Read first (canonical for humans and machines):
- Overview and HTTP-first flow: https://useantara.com/developers
- Endpoint examples and envelopes: https://useantara.com/docs
- Production API host: https://api.useantara.com
- OAuth/OIDC discovery document: https://api.useantara.com/.well-known/openid-configuration
Architecture:
- Place all Antara-specific logic (authorize URL construction, PKCE verifier/challenge, calls to api.useantara.com) in a dedicated folder, package, or module that matches this repository’s conventions. Avoid duplicating URL strings across unrelated files.
- Use OAuth 2.0 Authorization Code with PKCE (method S256). Do not use a client_secret in public browser or mobile clients.
- Perform POST /oauth/token (authorization code exchange) and POST /auth/token/exchange (API key to bearer) only from trusted server-side code (backend, serverless function, or equivalent). Never ship long-lived API keys inside client bundles.
Security and configuration:
- Read client_id, redirect URIs, and API keys from environment variables or the platform’s secret mechanism. Never commit real secrets; never hardcode production keys in source.
- On the OAuth callback route, validate the state parameter; reject missing or mismatched state.
- Handle success and error responses using Antara’s documented JSON shapes (including requestId / rate-limit hints where applicable).
Token semantics and browser login (common pitfalls):
- The access token from POST /oauth/token after the authorization code flow is a user-scoped token for your registered OAuth client (Antara commonly exposes this as an opaque bearer whose prefix is oit_). Use it only on routes documented to accept that token type (for example introspection, userinfo, or identity lookup where policy allows).
- Many app-scoped product APIs (for example POST /app/v1/messages with Idempotency-Key) expect a different bearer: typically a short-lived app access token from POST /auth/token/exchange with your server’s API key (Antara commonly uses prefix aat_).

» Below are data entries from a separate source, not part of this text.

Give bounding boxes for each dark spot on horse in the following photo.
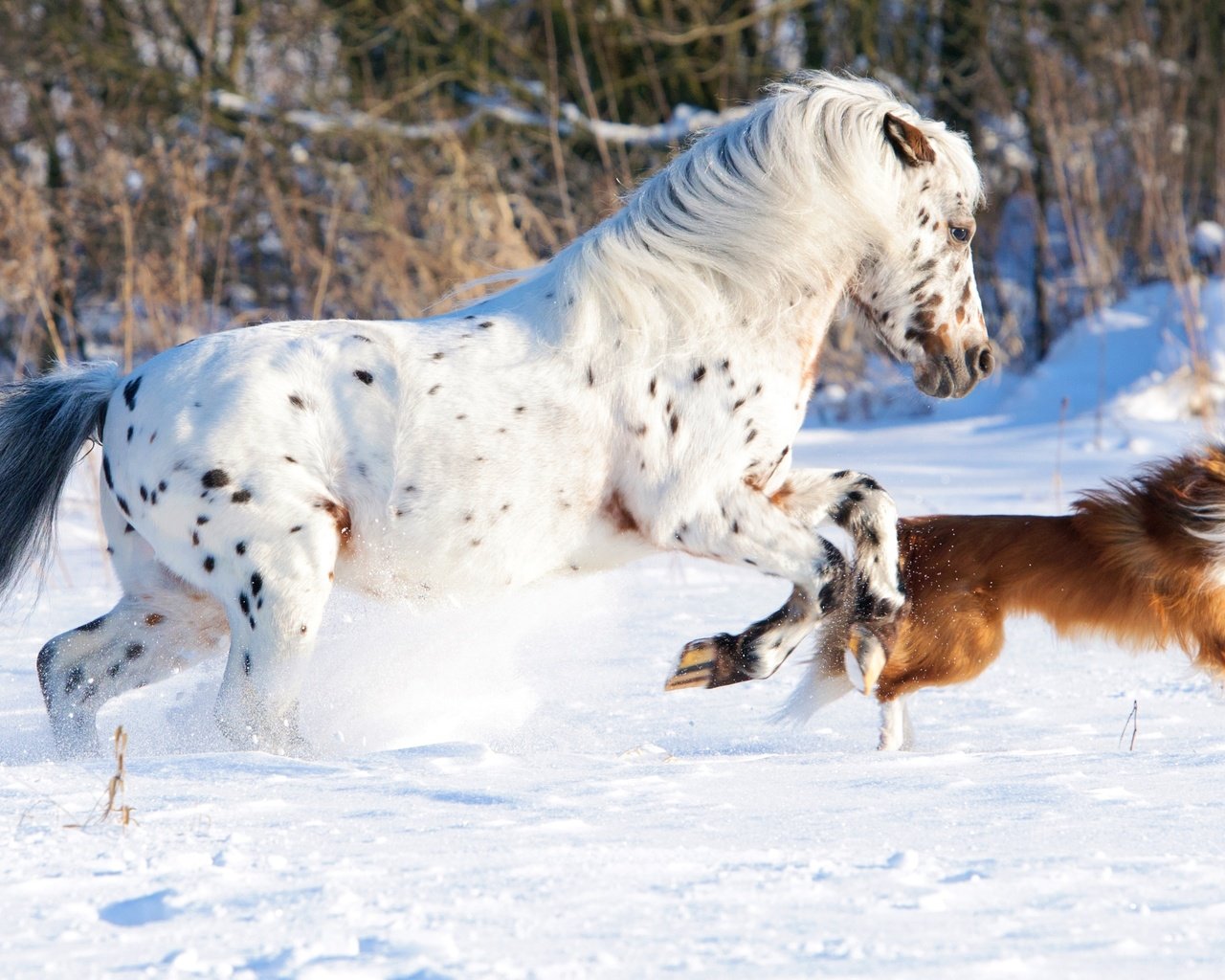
[315,498,353,547]
[123,377,141,412]
[600,490,640,534]
[64,664,84,695]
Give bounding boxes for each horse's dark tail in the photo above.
[0,363,119,601]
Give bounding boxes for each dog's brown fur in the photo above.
[797,446,1225,735]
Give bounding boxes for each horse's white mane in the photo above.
[473,73,981,350]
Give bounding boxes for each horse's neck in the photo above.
[557,248,854,372]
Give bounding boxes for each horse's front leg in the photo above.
[665,471,904,691]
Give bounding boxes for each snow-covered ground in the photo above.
[0,283,1225,980]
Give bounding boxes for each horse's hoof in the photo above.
[664,634,756,691]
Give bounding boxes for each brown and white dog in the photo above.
[785,445,1225,748]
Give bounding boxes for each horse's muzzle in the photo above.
[915,345,994,398]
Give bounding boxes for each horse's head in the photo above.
[850,114,994,398]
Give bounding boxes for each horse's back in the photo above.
[103,315,617,593]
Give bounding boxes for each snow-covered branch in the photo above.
[212,91,747,147]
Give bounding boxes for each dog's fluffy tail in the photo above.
[0,363,119,601]
[1073,443,1225,677]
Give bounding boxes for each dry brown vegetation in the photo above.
[0,0,1225,390]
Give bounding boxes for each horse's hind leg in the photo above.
[38,494,226,754]
[213,509,346,754]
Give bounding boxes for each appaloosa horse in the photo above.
[0,74,992,752]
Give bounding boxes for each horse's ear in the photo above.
[884,113,936,167]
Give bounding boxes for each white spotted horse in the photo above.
[0,74,992,752]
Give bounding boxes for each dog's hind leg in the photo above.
[876,695,915,752]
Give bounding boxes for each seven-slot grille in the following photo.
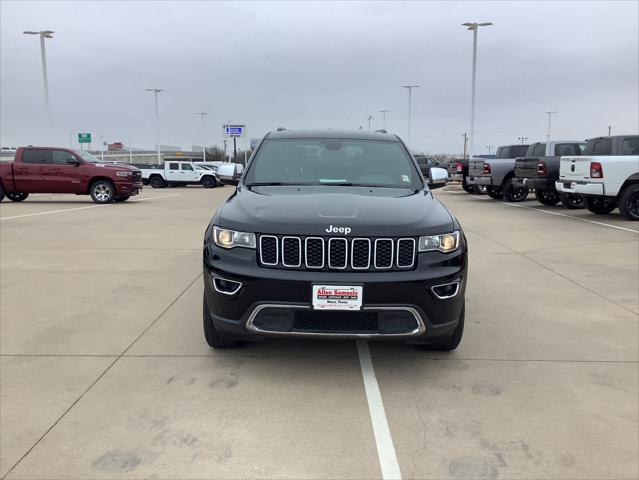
[258,235,417,271]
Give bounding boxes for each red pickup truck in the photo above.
[0,147,142,203]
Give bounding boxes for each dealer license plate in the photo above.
[313,285,364,310]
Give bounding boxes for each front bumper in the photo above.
[203,244,468,343]
[466,176,493,187]
[514,177,555,190]
[115,181,142,196]
[555,180,605,196]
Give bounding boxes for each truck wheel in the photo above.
[424,301,466,352]
[619,184,639,221]
[89,180,115,203]
[202,298,240,348]
[486,187,504,200]
[503,178,528,202]
[6,192,29,202]
[559,192,586,210]
[586,197,617,215]
[200,176,217,188]
[535,190,559,205]
[149,175,166,188]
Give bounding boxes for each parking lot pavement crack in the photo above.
[474,231,638,315]
[0,272,202,480]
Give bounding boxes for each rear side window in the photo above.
[52,150,76,165]
[621,137,639,155]
[591,138,612,155]
[531,143,546,157]
[22,150,51,163]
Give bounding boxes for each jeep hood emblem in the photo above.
[326,225,351,235]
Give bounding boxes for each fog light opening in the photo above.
[213,277,242,295]
[430,280,461,300]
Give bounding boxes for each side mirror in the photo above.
[428,167,448,190]
[217,163,239,185]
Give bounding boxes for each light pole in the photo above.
[195,112,207,162]
[146,88,162,165]
[402,85,419,148]
[462,22,492,158]
[379,110,390,130]
[546,112,557,155]
[22,30,54,127]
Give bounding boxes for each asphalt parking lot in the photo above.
[0,186,639,479]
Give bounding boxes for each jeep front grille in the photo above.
[258,235,417,271]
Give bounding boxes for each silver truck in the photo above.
[466,144,532,202]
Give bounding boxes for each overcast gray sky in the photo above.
[0,0,639,153]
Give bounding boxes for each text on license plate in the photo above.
[313,285,364,310]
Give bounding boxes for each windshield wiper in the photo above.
[244,182,318,187]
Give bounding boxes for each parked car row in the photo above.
[449,135,639,220]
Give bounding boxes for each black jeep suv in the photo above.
[203,131,468,350]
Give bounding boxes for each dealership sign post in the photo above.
[222,123,246,162]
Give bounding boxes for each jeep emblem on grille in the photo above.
[326,225,351,235]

Do not assume the browser OAuth token can call every /app/v1/* route; confirm the current docs and treat 401/403 as a signal to use the correct credential.
- POST /auth/exchange-code is for Antara portal magic-link handoff (signed codes), not for third-party OAuth authorization codes—always use POST /oauth/token with PKCE for OAuth.

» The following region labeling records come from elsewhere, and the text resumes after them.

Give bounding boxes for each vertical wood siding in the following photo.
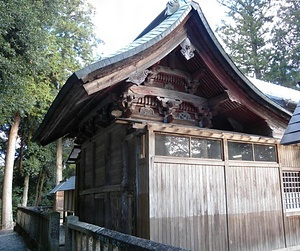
[78,125,135,234]
[149,163,227,251]
[226,166,285,251]
[278,145,300,247]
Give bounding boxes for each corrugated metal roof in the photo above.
[49,176,76,194]
[58,176,76,191]
[49,181,65,194]
[280,102,300,145]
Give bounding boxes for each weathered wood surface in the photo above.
[278,145,300,247]
[149,163,227,250]
[226,166,285,251]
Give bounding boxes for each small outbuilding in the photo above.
[50,176,76,219]
[35,1,300,251]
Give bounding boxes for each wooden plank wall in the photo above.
[77,125,135,233]
[149,161,227,251]
[279,145,300,247]
[226,166,285,251]
[149,160,285,251]
[64,190,75,212]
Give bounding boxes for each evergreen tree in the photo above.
[0,0,99,229]
[217,0,273,79]
[264,1,300,88]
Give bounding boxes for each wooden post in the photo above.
[48,212,60,251]
[65,215,79,251]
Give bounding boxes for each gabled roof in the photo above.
[34,2,291,145]
[280,102,300,145]
[249,78,300,112]
[49,176,76,194]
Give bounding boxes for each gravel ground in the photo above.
[0,230,30,251]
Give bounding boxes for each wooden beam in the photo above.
[129,85,207,107]
[83,27,187,95]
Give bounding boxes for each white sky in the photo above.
[88,0,224,55]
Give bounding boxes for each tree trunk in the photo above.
[22,175,29,207]
[34,168,46,207]
[56,138,62,185]
[2,112,21,229]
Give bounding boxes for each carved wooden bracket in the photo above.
[180,38,195,60]
[126,69,151,85]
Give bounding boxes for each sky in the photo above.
[88,0,225,56]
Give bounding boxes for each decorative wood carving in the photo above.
[126,69,151,85]
[180,38,195,60]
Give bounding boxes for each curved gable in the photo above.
[35,2,291,144]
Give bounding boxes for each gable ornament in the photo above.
[126,69,151,85]
[180,38,195,60]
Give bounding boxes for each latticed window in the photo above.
[282,171,300,210]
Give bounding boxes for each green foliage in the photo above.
[217,0,300,88]
[0,0,101,216]
[217,0,273,78]
[264,1,300,88]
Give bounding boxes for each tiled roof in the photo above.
[49,176,75,194]
[280,102,300,145]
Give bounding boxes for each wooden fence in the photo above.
[15,207,59,251]
[65,216,190,251]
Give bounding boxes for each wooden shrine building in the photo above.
[35,2,300,251]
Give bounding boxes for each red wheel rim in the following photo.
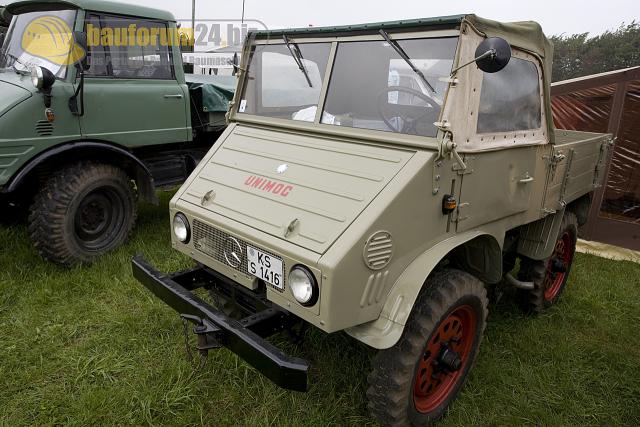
[543,231,573,301]
[413,305,478,413]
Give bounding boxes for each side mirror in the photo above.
[71,31,91,71]
[475,37,511,73]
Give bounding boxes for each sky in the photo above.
[126,0,640,36]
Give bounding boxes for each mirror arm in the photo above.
[449,49,497,77]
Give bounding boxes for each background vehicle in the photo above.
[133,15,611,425]
[0,0,235,265]
[0,6,11,40]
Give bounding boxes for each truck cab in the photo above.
[0,0,231,265]
[133,15,610,425]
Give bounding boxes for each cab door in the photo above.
[76,13,191,147]
[457,55,548,231]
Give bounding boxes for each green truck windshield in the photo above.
[0,10,76,78]
[238,37,458,136]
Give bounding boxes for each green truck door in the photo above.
[76,14,190,146]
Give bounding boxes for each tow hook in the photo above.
[180,314,223,357]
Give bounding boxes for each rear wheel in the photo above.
[517,212,578,313]
[29,162,136,266]
[367,269,488,425]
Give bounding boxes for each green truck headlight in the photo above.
[173,212,191,243]
[289,265,319,307]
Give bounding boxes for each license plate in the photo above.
[247,246,284,289]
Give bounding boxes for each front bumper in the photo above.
[132,255,309,391]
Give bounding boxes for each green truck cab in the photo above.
[133,15,610,425]
[0,0,235,265]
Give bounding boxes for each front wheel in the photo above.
[367,269,488,426]
[29,162,136,266]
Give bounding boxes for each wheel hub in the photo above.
[543,232,573,301]
[413,305,478,413]
[434,343,462,372]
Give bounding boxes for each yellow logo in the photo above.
[22,16,86,65]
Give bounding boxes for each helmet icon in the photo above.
[22,16,86,65]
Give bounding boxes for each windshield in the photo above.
[238,35,458,136]
[0,10,76,78]
[238,41,331,122]
[322,37,458,136]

- Start interactive login with a full browser navigation to GET {api}/oauth/authorize?… (Accept: text/html) so the platform can redirect to the hosted consent experience; replacing that with a JSON-only fetch is for non-browser or advanced clients, not the default web login path.
Optional reference implementation:
- If this repository includes or can vendor the Antara Next.js demo app (antara-demo-app), align naming and env vars with its lib/auth.ts, lib/pkce.ts, and lib/antara.ts patterns while still isolating Antara code per the architecture rules above.
Deliverable:
- Inspect this repository to infer language, framework, routing, and testing norms.
- Propose a minimal file/route/env layout, then implement it.
- Provide a working “sign in with Antara” path plus one clear pattern for subsequent authenticated calls (or the closest idiomatic equivalent for this stack), with code that matches local style, lint rules, and existing patterns.
If a requested shortcut would violate the server-side exchange rule or secret-handling rule above, refuse that shortcut, implement the secure variant, and leave a short comment for maintainers.